TOKYO, Sept 29 (Reuters) - The Japanese government will
provide support through public financial institutions to help
utilities secure liquefied natural gas (LNG) amid a surge in
spot prices, the industry minister said on Thursday.
"The Japan Bank for International Cooperation (JBIC) and
other public financial institutions will offer support to
Japanese companies in procuring LNG to ensure adequate fuel
supplies," Yasutoshi Nishimura, the industry minister, told an
LNG Producer-Consumer Conference.
"We believe such a move will contribute to stable LNG supply
in Asia," he said.
Japan wants to avoid an energy crunch by offering financial
support before winter, when heating demand is expected to
increase.

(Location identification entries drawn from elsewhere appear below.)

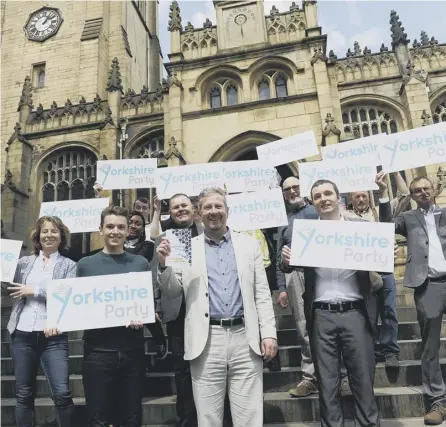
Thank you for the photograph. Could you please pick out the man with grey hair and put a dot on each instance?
(229, 322)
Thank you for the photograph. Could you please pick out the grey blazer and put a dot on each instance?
(412, 226)
(64, 268)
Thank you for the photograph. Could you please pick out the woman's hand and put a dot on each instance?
(17, 290)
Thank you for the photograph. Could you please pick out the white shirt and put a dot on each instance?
(33, 315)
(335, 285)
(437, 262)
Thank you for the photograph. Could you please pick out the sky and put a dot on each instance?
(344, 22)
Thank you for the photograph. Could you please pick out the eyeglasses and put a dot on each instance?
(421, 189)
(140, 208)
(295, 188)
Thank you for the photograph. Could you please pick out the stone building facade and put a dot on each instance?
(250, 79)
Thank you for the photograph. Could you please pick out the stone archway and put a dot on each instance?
(243, 147)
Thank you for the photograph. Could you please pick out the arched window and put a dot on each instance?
(264, 92)
(215, 95)
(41, 81)
(440, 112)
(281, 89)
(231, 95)
(147, 150)
(70, 175)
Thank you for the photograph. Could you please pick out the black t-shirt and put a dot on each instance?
(118, 338)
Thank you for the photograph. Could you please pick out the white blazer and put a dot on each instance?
(258, 308)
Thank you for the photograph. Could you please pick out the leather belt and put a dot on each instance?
(228, 322)
(341, 307)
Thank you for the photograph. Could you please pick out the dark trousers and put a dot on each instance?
(430, 302)
(387, 342)
(346, 335)
(186, 412)
(28, 350)
(113, 383)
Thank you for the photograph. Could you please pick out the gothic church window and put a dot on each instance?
(440, 112)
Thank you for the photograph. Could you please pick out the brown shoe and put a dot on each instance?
(304, 388)
(436, 415)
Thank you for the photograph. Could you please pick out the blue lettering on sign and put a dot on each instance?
(356, 240)
(398, 146)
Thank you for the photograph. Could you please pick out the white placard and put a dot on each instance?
(414, 148)
(289, 149)
(100, 302)
(127, 173)
(10, 250)
(188, 179)
(248, 175)
(80, 216)
(355, 150)
(259, 210)
(349, 176)
(352, 245)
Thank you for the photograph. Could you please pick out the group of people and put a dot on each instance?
(219, 312)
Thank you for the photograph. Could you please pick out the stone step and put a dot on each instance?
(393, 402)
(163, 384)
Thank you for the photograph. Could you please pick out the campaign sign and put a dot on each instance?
(288, 149)
(10, 250)
(252, 211)
(414, 148)
(351, 245)
(355, 150)
(346, 174)
(249, 175)
(100, 302)
(78, 215)
(188, 179)
(127, 173)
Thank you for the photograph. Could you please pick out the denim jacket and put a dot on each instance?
(64, 268)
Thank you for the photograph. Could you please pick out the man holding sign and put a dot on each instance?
(340, 309)
(113, 357)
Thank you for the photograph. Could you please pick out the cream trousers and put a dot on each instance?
(228, 363)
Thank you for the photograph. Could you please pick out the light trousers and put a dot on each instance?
(228, 363)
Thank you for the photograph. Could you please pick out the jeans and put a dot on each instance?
(186, 412)
(113, 386)
(388, 334)
(28, 349)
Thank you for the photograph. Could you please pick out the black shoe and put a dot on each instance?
(392, 361)
(163, 350)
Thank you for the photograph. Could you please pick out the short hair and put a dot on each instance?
(114, 210)
(320, 182)
(418, 179)
(178, 195)
(58, 223)
(143, 200)
(136, 213)
(209, 192)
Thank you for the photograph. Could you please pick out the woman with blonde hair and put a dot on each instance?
(31, 343)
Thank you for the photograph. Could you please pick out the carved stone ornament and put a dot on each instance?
(318, 55)
(173, 81)
(330, 126)
(114, 82)
(26, 97)
(426, 117)
(175, 18)
(399, 37)
(173, 150)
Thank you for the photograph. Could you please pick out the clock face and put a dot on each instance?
(43, 24)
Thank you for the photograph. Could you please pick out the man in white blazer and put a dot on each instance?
(229, 322)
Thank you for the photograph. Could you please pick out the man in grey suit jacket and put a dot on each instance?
(425, 231)
(340, 307)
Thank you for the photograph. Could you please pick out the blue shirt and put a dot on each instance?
(225, 296)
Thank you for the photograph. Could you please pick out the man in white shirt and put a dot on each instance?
(425, 230)
(340, 308)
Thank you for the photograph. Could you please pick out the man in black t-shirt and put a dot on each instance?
(113, 366)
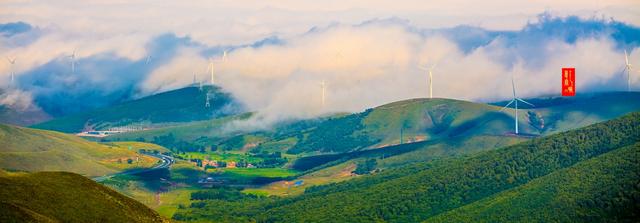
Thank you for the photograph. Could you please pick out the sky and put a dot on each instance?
(279, 52)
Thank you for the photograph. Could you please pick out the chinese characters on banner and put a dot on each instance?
(568, 81)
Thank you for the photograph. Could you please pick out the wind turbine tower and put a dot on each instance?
(430, 69)
(207, 104)
(515, 99)
(211, 65)
(213, 82)
(323, 85)
(627, 67)
(12, 62)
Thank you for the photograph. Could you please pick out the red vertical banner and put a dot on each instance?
(568, 81)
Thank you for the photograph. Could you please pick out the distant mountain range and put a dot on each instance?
(414, 120)
(182, 105)
(587, 174)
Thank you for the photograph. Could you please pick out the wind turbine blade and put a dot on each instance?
(523, 101)
(506, 106)
(626, 58)
(513, 87)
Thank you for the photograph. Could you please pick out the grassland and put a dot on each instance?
(40, 150)
(587, 174)
(66, 197)
(182, 105)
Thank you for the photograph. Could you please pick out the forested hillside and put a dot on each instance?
(65, 197)
(425, 190)
(182, 105)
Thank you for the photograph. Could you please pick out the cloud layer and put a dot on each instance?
(363, 64)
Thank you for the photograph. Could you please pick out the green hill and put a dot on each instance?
(601, 189)
(415, 120)
(26, 117)
(182, 105)
(41, 150)
(422, 191)
(65, 197)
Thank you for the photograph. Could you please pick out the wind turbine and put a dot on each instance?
(73, 61)
(515, 99)
(627, 67)
(206, 104)
(430, 69)
(12, 62)
(211, 65)
(323, 86)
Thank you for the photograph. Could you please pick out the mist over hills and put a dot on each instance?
(182, 105)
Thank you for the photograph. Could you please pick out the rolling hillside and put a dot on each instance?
(593, 159)
(597, 190)
(26, 117)
(415, 120)
(182, 105)
(65, 197)
(41, 150)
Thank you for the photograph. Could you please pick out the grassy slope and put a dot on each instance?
(596, 190)
(182, 105)
(420, 119)
(65, 197)
(30, 116)
(454, 183)
(40, 150)
(420, 191)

Spot LNG prices remain at high levels amid a risk of
supply disruption from Russia given its war with Ukraine.
Details of the planned support were not given, but JBIC will
provide low-interest loans to electric power utilities and city
gas companies to buy the super-chilled fuel from the spot
market, the Nikkei business daily reported earlier on Thursday,
without citing sources.
Japanese utilities buy the bulk of their LNG through
long-term contracts, but about 20% comes from the spot market.
Asian spot LNG prices have skyrocketed this year, hitting a
record high in August, though they since have eased because of
high inventory levels and governments' efforts to curb demand in
Europe. There are, however, market fears that a cold winter in
Europe could see prices return to record levels.
Japan imports about 10% of its LNG from Russia, mainly from
Sakhalin-2.
It would cost Japan more than 1 trillion yen ($6.9 billion)
to buy 6 million tonnes of LNG a year from the spot market if
shipments from Russia were stopped completely, the Nikkei said.